Nos 95 anos de Adriano Moreira
Retrato de Adriano Moreira na galeria dos antigos presidentes da Sociedade de Geografia de Lisboa
No dia 10 de Julho de 2015, um senhor vestido formalmente, de cabelos brancos e testa alta, ergueu-se da cadeira onde estava sentado, numa livraria do centro de Lisboa, e durante três quartos de hora prendeu a atenção de algumas dezenas de pessoas que o escutavam com uma notável lição de história, geografia, geopolítica - tudo a pretexto da literatura.
Eu estava entre os que tiveram o privilégio de o escutar nesse fim de tarde. E admirei a impressionante rapidez de raciocínio, a notável fluência verbal e a claridade de ideias deste homem que foi advogado e político, é hoje conselheiro de Estado, mas cuja verdadeira vocação nunca deixou de ser o ensino. Deu aulas durante dezenas de anos e deixou um rasto de admiradores em todos os continentes: é um dos portugueses com maior vocação universalista.
A expressão francesa sagesse aplica-se por inteiro a Adriano Moreira, que nessa tarde em Lisboa discorreu sobre a "comunidade de afectos" que a CPLP é acima de tudo - e como a língua comum funciona como poderoso traço de união entre os Estados-membros.
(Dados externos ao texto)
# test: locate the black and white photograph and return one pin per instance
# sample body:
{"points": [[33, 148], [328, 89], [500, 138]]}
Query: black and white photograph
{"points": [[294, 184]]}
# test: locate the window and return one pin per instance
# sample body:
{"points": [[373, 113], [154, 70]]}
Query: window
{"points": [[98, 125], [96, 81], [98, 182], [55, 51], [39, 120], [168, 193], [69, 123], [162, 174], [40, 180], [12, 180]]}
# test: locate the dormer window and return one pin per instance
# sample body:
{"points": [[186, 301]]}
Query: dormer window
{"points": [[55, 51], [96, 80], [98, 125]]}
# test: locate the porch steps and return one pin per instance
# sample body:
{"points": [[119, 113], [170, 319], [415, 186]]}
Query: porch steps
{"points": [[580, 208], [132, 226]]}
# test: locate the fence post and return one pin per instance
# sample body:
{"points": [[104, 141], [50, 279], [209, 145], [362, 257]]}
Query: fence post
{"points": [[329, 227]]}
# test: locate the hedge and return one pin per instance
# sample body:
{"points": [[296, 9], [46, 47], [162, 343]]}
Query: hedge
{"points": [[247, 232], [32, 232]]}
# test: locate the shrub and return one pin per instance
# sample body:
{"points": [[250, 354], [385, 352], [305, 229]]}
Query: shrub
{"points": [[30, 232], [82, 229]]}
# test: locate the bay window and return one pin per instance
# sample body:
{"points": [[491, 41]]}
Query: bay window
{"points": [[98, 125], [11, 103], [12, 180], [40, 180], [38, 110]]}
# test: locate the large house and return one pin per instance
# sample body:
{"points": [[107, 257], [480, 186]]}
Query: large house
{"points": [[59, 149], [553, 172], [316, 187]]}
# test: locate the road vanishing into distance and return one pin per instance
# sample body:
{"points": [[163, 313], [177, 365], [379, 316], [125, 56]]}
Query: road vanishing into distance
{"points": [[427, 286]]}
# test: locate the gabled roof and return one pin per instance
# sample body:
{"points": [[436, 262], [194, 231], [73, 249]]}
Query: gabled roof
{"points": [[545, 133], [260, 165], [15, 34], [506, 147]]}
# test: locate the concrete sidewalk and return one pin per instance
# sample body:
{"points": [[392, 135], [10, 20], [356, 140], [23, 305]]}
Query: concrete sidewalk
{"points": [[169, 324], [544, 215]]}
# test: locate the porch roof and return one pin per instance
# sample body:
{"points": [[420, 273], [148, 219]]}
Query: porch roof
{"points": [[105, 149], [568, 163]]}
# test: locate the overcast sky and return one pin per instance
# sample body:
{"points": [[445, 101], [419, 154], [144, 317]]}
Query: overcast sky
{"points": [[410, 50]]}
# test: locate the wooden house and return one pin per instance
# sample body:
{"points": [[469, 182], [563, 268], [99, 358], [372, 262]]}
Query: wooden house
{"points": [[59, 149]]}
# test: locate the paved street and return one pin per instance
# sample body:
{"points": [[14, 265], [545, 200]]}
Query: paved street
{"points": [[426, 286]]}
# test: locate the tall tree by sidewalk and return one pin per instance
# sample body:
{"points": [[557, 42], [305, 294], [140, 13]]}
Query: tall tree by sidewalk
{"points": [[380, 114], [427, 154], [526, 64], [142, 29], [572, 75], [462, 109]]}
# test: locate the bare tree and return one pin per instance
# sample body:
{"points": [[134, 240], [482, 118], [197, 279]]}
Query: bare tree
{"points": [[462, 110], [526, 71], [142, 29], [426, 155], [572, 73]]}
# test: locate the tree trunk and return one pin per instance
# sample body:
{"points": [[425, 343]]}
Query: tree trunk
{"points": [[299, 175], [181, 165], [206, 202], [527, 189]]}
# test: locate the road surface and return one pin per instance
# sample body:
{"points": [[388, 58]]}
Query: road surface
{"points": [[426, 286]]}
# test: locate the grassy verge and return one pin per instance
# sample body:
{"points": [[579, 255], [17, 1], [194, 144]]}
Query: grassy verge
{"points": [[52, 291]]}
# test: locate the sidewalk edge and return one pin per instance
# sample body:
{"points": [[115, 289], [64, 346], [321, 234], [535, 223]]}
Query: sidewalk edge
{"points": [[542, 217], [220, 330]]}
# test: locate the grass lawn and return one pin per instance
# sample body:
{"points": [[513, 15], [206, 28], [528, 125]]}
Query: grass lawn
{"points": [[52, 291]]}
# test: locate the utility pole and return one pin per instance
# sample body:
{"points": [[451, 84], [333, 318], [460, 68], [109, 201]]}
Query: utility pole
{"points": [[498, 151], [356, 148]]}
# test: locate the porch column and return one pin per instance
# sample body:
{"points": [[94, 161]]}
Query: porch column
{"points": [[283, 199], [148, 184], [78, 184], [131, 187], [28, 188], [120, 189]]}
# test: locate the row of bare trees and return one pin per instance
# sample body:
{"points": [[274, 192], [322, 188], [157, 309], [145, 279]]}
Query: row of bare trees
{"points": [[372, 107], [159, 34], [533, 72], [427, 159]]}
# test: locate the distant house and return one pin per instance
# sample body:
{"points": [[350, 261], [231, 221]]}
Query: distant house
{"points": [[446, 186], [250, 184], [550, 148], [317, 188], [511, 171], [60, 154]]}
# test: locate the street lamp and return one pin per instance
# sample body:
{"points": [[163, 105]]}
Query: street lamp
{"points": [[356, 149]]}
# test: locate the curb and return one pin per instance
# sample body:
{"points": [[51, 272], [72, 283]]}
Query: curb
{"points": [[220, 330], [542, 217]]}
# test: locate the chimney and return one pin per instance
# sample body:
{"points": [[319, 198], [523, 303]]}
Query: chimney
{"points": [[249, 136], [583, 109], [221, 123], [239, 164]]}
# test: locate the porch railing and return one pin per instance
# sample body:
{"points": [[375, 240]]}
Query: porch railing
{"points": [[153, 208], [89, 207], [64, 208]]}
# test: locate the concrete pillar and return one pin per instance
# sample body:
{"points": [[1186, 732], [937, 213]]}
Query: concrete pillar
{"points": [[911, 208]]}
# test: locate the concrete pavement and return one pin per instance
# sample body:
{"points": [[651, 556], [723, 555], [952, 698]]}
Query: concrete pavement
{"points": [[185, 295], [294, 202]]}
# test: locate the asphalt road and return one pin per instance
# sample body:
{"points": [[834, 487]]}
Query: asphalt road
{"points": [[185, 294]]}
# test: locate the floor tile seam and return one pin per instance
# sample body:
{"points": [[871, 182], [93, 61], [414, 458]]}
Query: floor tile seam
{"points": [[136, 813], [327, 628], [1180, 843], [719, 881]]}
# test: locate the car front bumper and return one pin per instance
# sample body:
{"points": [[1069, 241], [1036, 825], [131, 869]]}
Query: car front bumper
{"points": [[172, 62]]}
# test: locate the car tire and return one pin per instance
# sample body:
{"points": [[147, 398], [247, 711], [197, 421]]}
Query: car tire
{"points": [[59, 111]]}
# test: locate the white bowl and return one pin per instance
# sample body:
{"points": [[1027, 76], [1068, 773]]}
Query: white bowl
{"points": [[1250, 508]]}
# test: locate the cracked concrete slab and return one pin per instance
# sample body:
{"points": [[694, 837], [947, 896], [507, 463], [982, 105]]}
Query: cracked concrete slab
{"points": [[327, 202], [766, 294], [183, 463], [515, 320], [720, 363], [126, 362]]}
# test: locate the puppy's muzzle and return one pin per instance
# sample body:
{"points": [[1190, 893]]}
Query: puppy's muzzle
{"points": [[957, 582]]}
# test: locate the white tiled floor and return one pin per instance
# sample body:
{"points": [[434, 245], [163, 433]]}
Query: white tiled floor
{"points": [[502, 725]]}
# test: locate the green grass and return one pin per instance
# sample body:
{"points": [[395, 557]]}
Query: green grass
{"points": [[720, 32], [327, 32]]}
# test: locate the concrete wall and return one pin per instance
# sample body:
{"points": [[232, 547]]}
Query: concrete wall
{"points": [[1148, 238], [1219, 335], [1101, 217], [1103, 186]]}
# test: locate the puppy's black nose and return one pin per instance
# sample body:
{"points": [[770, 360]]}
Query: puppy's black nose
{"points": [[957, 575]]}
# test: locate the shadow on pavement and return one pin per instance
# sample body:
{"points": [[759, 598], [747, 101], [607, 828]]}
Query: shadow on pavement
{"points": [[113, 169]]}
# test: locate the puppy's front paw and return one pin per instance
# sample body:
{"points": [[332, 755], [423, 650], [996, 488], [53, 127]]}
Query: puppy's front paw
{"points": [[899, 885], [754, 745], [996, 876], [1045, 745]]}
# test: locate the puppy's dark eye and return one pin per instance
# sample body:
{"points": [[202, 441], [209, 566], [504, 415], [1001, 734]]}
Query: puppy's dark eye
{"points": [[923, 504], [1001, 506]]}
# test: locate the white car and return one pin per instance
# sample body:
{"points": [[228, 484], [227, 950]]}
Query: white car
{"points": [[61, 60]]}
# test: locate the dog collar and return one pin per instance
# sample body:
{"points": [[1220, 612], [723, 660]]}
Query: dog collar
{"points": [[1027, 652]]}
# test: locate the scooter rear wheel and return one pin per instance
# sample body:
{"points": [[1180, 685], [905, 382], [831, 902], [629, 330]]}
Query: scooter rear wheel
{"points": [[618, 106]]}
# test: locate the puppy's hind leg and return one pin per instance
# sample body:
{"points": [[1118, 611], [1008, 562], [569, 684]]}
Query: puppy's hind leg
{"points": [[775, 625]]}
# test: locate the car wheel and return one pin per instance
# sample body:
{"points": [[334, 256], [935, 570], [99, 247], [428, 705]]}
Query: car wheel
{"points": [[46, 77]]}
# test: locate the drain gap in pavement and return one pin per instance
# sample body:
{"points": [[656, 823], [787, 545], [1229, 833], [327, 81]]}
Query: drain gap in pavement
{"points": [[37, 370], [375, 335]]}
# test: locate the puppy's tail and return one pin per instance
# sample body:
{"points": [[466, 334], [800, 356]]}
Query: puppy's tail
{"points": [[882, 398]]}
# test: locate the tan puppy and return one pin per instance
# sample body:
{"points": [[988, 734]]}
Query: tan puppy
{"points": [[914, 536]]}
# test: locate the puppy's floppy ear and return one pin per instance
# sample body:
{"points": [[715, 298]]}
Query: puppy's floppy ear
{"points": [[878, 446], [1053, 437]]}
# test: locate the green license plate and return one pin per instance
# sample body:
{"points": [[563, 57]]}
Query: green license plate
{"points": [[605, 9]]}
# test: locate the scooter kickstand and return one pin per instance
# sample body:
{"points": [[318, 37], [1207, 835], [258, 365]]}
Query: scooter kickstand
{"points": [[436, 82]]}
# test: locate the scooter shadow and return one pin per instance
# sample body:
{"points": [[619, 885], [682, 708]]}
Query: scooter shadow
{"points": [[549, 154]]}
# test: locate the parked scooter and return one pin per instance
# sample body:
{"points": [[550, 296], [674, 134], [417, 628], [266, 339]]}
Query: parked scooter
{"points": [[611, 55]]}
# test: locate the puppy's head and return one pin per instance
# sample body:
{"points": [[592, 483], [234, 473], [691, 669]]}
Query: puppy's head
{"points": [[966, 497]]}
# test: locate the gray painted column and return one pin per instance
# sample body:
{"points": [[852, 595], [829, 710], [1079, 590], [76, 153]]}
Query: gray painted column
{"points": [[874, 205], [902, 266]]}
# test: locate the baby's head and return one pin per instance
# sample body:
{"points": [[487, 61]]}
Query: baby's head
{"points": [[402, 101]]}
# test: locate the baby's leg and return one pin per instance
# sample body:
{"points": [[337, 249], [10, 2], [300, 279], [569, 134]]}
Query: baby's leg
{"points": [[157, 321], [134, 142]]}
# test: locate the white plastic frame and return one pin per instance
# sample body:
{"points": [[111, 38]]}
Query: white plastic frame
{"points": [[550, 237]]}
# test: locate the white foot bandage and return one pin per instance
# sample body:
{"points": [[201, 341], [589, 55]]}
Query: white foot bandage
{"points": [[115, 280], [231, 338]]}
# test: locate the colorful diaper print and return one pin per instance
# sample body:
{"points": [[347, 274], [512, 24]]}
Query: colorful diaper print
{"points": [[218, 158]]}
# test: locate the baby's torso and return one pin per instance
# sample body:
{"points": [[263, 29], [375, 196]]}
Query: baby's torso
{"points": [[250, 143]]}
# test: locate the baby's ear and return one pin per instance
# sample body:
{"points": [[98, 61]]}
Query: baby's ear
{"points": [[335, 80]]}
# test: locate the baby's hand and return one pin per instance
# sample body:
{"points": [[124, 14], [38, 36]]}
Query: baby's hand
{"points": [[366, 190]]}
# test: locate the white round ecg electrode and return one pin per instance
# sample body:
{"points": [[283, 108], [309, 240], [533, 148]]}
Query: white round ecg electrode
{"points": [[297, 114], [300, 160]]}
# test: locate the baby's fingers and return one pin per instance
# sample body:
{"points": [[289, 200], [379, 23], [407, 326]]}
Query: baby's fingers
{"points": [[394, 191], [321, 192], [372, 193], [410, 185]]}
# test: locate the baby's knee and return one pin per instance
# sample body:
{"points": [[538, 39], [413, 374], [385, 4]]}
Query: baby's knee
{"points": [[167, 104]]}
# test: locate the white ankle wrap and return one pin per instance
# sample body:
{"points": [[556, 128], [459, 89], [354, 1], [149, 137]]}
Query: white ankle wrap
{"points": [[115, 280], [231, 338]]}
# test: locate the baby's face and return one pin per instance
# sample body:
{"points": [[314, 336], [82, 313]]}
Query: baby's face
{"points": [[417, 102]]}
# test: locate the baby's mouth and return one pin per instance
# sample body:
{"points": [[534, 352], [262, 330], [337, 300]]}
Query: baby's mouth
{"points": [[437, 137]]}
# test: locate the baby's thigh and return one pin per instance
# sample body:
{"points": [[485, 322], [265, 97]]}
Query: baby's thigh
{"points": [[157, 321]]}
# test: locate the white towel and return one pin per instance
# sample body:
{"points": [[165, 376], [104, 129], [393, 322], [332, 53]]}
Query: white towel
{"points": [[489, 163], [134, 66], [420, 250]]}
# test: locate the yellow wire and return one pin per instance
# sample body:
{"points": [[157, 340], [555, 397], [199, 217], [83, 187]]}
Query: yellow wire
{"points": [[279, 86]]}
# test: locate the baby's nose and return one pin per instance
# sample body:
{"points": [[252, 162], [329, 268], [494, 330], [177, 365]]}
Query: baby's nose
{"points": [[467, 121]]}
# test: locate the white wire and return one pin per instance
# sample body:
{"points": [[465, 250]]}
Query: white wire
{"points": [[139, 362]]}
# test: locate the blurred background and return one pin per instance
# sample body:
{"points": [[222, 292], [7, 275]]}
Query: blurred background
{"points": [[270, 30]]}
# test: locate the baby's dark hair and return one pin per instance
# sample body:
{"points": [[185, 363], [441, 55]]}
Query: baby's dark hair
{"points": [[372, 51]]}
Ao contrário do que sucedeu com outras antigas potências coloniais europeias, como a Bélgica ou a Holanda, incapazes de gerar laços afectivos com os povos residentes nas paragens que tutelaram.
Adriano Moreira foi subsecretário de Estado da Administração Ultramarina (1958-61) e depois ministro do Ultramar (1961-62) com António de Oliveira Salazar, de quem chegou a ser apontado como um dos seus mais jovens e promissores delfins. Enquanto ministro, aboliu a lei do indigenato - uma das medidas de maior alcance social alguma vez decretadas nos então territórios ultramarinos.
A corte da ditadura fervilhava de intrigas contra aquele jovem governante com 40 anos recém-cumpridos que se atrevia a revelar protagonismo num regime em que tantos progrediam na penumbra. Um dia, em Dezembro de 1962, Salazar chamou-o e foi sucinto: "Nós acabamos de mudar de política." Adriano Moreira foi igualmente sucinto: "Então acaba de mudar de ministro."
Nunca mais reassumiu um posto governativo. Fundou a Academia Internacional da Cultura Portuguesa, foi presidente da Sociedade de Geografia de Lisboa, dirigiu o Instituto Superior de Ciências Sociais e Políticas. Correu mundo, escreveu livros, (Tempo de Vésperas, O Novíssimo Príncipe), radicou-se no Brasil após o 25 de Abril, regressou a Portugal, foi deputado e presidente do CDS, retomou a sua paixão de sempre: o ensino.
"A minha mãe ensinou-me que Deus é companheiro e nunca me esqueci disso. Nunca ando sozinho, nunca ando sozinho", declarou em Maio de 2015, numa longa entrevista concedida ao jornal i que vale a pena ser relida.
Pensa bem e diz o que pensa. Gostem ou não do que ele diz. Se em Portugal existisse Senado, ele seria o nosso primeiro senador. Atingidos os 95 anos, que hoje festeja, continua um sonhador. Ouvi-lo falar com tão espantosa agilidade mental é também uma lição de vida.